Of course, and despite sounding bitter about my school days, I don’t have any regrets with the way things have turned out as I wouldn’t have met my husband and who knows where my life would have taken me.
We can’t change the past
Exactly, so we might as well embrace it.
How did Allsorts Dog Training become a business? Was there a defining moment?
No, it was a slow, gradual process really. I started out with the dog walking business. Whilst I was running that, I was doing courses on dog training in my spare time to help with my walking clients; During learning the theoretical & practical side of things from different sources I realised that the only way forward for me was using force free and positive reinforcement methods, so became accredited with the Institute of Modern Dogs Trainers (IMDT) and later the Association of Pet Dog Trainers (APDT). During this time I also spent time shadowing other trainers. Once I had that knowledge, I started offering training on a part-time basis. I let the dog walking clients slowly run down. When I eventually got down to about three clients, I knew it was time to bite the bullet and go for it. By that time I had all my qualifications., so I felt confident enough to take the plunge.

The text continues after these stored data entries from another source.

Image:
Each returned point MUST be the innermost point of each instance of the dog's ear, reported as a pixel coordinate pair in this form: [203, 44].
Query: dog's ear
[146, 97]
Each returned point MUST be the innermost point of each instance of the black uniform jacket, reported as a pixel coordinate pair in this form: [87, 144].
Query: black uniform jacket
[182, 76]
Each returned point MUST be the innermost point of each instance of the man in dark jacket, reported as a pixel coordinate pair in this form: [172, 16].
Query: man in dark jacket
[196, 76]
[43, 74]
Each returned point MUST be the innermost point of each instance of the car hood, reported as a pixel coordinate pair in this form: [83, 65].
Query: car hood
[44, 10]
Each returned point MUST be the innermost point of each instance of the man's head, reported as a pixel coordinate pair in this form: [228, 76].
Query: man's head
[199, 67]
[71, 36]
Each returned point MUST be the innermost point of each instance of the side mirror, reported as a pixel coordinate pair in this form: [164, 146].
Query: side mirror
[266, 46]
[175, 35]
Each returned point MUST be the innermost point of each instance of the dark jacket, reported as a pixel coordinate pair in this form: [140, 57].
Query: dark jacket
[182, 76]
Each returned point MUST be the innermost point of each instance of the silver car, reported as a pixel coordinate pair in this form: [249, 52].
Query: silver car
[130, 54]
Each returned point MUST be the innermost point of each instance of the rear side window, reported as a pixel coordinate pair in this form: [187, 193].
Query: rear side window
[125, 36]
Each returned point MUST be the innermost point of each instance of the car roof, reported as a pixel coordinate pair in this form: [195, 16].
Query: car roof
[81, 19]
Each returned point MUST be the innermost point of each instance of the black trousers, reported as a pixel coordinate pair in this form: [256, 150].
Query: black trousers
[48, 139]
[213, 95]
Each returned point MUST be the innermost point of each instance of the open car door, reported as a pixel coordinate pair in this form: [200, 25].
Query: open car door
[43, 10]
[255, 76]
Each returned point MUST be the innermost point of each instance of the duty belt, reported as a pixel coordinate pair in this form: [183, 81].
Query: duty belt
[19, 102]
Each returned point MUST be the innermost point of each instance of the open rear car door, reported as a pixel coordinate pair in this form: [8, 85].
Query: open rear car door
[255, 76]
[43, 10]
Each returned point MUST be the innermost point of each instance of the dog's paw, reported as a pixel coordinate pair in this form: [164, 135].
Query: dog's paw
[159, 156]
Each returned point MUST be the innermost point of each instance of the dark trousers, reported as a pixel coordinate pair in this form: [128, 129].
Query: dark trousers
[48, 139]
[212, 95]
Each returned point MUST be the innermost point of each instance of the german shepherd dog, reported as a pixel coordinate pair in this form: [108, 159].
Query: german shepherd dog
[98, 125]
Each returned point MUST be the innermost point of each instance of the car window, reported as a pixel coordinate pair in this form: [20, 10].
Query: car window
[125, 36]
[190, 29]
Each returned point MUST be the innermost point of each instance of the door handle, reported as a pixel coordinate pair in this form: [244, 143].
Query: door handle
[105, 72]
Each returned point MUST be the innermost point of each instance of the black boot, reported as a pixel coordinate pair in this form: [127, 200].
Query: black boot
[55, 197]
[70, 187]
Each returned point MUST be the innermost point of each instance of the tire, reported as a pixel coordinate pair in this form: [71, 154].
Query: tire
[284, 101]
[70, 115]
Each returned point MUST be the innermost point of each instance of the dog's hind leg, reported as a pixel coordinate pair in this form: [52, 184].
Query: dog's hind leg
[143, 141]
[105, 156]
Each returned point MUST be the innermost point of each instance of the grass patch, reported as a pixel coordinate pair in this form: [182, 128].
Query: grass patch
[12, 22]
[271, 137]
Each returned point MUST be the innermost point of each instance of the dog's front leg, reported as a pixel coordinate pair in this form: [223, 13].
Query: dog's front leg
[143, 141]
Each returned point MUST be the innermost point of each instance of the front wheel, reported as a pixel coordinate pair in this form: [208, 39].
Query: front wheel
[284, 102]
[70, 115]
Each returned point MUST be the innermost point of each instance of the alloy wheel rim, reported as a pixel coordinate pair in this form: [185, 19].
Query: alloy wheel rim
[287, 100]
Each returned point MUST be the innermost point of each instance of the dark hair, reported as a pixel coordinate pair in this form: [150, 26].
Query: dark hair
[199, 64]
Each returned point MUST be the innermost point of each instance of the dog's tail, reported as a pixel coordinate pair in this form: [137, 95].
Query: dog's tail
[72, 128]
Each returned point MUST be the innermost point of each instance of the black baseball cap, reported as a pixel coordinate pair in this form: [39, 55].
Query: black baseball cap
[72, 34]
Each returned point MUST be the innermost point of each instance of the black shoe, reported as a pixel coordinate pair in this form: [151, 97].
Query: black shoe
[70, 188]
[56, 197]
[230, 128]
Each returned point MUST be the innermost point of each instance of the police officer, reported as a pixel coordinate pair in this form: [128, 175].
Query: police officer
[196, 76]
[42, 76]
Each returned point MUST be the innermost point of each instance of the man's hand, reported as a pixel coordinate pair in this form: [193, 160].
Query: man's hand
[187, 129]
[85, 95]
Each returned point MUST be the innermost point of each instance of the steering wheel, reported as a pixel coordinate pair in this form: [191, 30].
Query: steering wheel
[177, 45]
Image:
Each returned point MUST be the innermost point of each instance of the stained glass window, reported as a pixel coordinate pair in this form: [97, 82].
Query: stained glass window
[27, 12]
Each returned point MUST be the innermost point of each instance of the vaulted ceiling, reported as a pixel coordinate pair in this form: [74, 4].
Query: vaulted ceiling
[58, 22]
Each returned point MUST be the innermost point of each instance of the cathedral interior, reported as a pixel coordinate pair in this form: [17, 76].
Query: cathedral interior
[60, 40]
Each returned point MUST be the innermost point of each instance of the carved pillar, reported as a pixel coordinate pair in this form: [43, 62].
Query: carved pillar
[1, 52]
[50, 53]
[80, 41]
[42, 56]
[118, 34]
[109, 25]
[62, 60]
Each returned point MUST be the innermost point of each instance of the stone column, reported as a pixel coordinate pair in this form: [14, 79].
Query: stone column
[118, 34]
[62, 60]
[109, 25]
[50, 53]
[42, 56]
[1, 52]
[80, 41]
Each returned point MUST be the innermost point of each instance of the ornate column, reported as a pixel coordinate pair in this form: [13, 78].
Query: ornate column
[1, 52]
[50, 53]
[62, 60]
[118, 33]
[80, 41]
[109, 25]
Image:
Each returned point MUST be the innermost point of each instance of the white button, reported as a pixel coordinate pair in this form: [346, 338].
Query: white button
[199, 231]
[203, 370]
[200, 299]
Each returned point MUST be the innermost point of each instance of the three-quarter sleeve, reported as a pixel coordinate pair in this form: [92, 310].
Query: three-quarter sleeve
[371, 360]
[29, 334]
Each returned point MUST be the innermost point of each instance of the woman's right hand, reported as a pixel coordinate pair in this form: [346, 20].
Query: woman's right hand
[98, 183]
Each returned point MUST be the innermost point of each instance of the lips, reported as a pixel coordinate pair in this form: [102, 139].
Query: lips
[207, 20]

I was no longer a dog walker that did a bit of dog training, I was now a full-time dog trainer.
This is a locally run business?
I work from home and have exclusive access to a rented field in Hambledon, seven days a week, to run my training sessions.
What are your key areas for training?
I’ve seen in the last five years that there are a lot more working type dogs that have become pets. You used to get Spaniels, Labradors, Terriers etc. that were predominantly show or pet bred. That’s to say they were bred for their looks and temperament. But for reasons that I’m not quite sure of, working dogs have become a lot more popular and in the case of cocker spaniels, in this area, vastly outnumber the show type. One of the reasons might be that they appear to require less maintenance. For example, working Cocker-Spaniels don’t need to be professionally groomed as often as a show type dog does. Or it could just be that the breeders have seen an opportunity to raise the profile of those breeds and make more sales. Up until about ten years ago you rarely saw a working dog outside of a working environment, but now it’s common for them to be family pets.
Do owners come to you with specific problems?
Yes, it might be something like, when I take my dog for walks in the woods, he chases everything in sight and won’t come back when called. Can you help me?
I suppose that’s quite common?
The three main concerns for my clients can be grouped under; ‘Good Manners’, ‘Recall’ and ‘Walking on a lead’, and often it’s a combination of the three.
Do you offer a variety of courses?
I used to, but my main focus now is bespoke programmes. At the end of the day all dogs are different, even though they may display similar issues. The cause may be different, so it makes sense to treat them and their family as individuals.
And you start with a consultation, or assessment.
I work from two angles; what the client hopes to achieve and where we think we can realistically get to. Part of the early assessment is establishing whether I’m the right person for them or would it be better to forward them on to a specialist if I feel the issue is either medical or requires a clinical behaviourist, which I am not.
How often is it the owners behaviour rather than the dog that’s the problem?
To be fair, by the time they contact me they have a pretty good idea that they have a problem. They just don’t know why it became an issue and they just want to deal with it. I would rather not blame either side and work on the solution from now on.
So they’ve done their own research …
Yes, They’ve often read the books, watched the YouTube videos, seen the TV programmes but it hasn’t worked for them.
I can see why you’re leaning towards the bespoke programmes.
They’ve realised that they need something structured for their dog, not something that’s a catch all solution, which may or may not work.